O globo, n. 31153, 22/11/2018. Artigos, p. 3

 

Intervenção estatal no relógio biológico

Luiz Roberto Nascimento Silva

22/11/2018

 

 

O horário de verão começou este mês. Passamos por uma eleição dura, plebiscitária. A internet mostrou sua porção remédio, como sua porção veneno. Escolho assim um tema ameno para retornar minha colaboração neste espaço.

O horário de verão foi adotado pela primeira vez durante a Primeira Guerra Mundial em vários países europeus, como a Inglaterra e a Alemanha, e pelos Estados Unidos. Esse países situados em altas latitudes têm os dias muito aumentados devido aos horários de nascer e pôr do sol com longos crepúsculos. Nesses países, no verão existem dias muito longos, e o período de luminosidade é assim aproveitado. Não é o nosso caso.

Ele foi implantado continuamente de 1985 até hoje. O Ministério de Minas e Energia reconhece que a adoção da hora adiantada não resulta mais na mesma economia de energia, nem econômica. Os padrões de consumo mudaram com os anos. O vilão da energia era o chuveiro elétrico, hoje é o ar-condicionado. Em termos de consumo integrado — diurno e noturno — não há redução.
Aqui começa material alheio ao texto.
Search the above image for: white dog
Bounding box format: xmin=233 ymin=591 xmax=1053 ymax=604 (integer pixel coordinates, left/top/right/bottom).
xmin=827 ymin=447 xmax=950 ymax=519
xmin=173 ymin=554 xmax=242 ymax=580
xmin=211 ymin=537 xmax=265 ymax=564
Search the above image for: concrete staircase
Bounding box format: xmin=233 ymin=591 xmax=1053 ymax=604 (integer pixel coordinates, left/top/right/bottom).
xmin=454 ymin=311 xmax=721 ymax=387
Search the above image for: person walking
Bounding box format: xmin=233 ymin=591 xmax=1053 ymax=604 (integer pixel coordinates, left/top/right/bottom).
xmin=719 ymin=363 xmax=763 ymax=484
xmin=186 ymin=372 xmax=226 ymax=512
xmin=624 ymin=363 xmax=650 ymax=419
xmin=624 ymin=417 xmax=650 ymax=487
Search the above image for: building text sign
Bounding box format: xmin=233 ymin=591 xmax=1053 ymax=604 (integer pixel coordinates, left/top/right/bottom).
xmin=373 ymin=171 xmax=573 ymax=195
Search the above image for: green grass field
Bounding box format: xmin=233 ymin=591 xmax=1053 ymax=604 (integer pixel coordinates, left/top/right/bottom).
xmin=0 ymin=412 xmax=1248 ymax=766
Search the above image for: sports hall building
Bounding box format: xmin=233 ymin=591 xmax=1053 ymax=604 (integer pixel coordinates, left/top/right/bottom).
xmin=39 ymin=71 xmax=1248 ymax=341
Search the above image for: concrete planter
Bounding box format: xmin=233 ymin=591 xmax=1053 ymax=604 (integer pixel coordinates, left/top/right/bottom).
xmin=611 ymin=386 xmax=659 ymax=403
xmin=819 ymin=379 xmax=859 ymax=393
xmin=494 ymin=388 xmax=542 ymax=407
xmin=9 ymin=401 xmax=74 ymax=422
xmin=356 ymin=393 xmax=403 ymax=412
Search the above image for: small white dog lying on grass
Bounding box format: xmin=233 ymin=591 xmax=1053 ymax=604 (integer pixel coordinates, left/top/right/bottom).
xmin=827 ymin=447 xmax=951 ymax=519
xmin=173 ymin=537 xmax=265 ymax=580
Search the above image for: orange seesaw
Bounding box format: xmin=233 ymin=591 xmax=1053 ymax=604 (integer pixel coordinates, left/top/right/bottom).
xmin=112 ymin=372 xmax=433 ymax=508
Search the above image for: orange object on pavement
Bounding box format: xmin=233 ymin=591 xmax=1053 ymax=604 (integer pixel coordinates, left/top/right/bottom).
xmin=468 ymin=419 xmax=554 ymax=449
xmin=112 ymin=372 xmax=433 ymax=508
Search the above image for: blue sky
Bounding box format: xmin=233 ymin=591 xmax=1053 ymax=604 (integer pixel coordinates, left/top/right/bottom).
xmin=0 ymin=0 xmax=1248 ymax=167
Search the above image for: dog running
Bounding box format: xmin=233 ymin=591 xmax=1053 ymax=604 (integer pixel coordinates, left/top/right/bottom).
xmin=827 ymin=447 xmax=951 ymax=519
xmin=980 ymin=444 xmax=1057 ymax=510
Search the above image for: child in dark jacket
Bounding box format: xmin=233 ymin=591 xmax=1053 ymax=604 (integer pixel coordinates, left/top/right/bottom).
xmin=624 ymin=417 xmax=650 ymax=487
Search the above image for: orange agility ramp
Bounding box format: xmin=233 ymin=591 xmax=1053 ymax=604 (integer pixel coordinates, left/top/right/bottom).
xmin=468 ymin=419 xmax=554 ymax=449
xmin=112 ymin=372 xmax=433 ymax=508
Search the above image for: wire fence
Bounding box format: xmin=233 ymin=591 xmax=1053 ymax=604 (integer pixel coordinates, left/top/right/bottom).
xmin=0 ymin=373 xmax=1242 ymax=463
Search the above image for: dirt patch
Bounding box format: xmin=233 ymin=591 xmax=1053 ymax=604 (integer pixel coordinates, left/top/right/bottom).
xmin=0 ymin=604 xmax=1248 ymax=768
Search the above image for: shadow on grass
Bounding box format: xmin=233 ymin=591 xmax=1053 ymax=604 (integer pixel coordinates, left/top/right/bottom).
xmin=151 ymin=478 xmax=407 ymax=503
Então, por que intervir no relógio biológico das pessoas se a economia diminuiu?

Vemos nas matérias pela imprensa e televisão que algumas pessoas gostam, outras não. Algumas atividades se beneficiam; outras perdem. Mas o ponto não é só econômico. É outro: não é função do Estado intervir dessa forma na vida e nas escolhas das pessoas.

O tema nos remete a outro que é o que mais interessa debater e refletir. Qual a faixa legítima que um regime democrático deve ter em relação à esfera individual do cidadão? Quais são os limites de obediência ao Estado que temos que ter numa democracia?

Isaiah Berlin, num estudo clássico, criou uma classificação de liberdade “negativa” e liberdade positiva. Ser livre, num certo sentido, significa não sofrer interferência dos outros. Quanto maior a área de não interferência, mais ampla é a nossa liberdade. Entretanto, os homens poderiam ilimitadamente interferir na vida em sociedade criando o caos social. Todos somos interdependentes, e a atividade de nenhum homem é completamente privada. A liberdade de alguns precisa depender da limitação de outros. Assim, cabe ao Estado criar regras no interesse de todos. Isso preconizou Hobbes. Essa seria a liberdade “negativa”.

O sentido “positivo” da palavra “liberdade” deriva do desejo do indivíduo de ser seu próprio amo e senhor. Tem origem na possibilidade de não ser impedido por outros homens de escolher o que cada um individualmente deseja e quer. Sem liberdade, não há espaço para a criatividade, para a originalidade, para a coragem moral, e a sociedade fica esmagada pela mediocridade coletiva. Esse é o contraponto de Stuart Mill.

Temos vários exemplos quase kafkanianos que foram se acumulando sem que as pessoas reagissem. Uma prefeitura impediu que os estabelecimentos colocassem sal na mesa. Outra regulou o modelo dos facões que podiam ser usados pelos vendedores de coco. O eleitor é obrigado a votar sob pena de severas sanções, mesmo sendo outro pleito com mais de 30% de abstenções, votos brancos e nulos. Exige-se o reconhecimento de firma de papéis que ficam esquecidos nas repartições. Os exemplos são infinitos.

É preciso que a sociedade fique atenta em relação à natureza e aos limites que o poder tem condição de ser legitimamente exercido pela sociedade sobre o indivíduo. Num momento em que acabamos de sair de um processo eleitoral intenso e antagônico, a discussão desse aspecto da democracia, que é supra-partidário, parece-me oportuna. É uma outra forma de adiantar os ponteiros de uma agenda moderna para o país.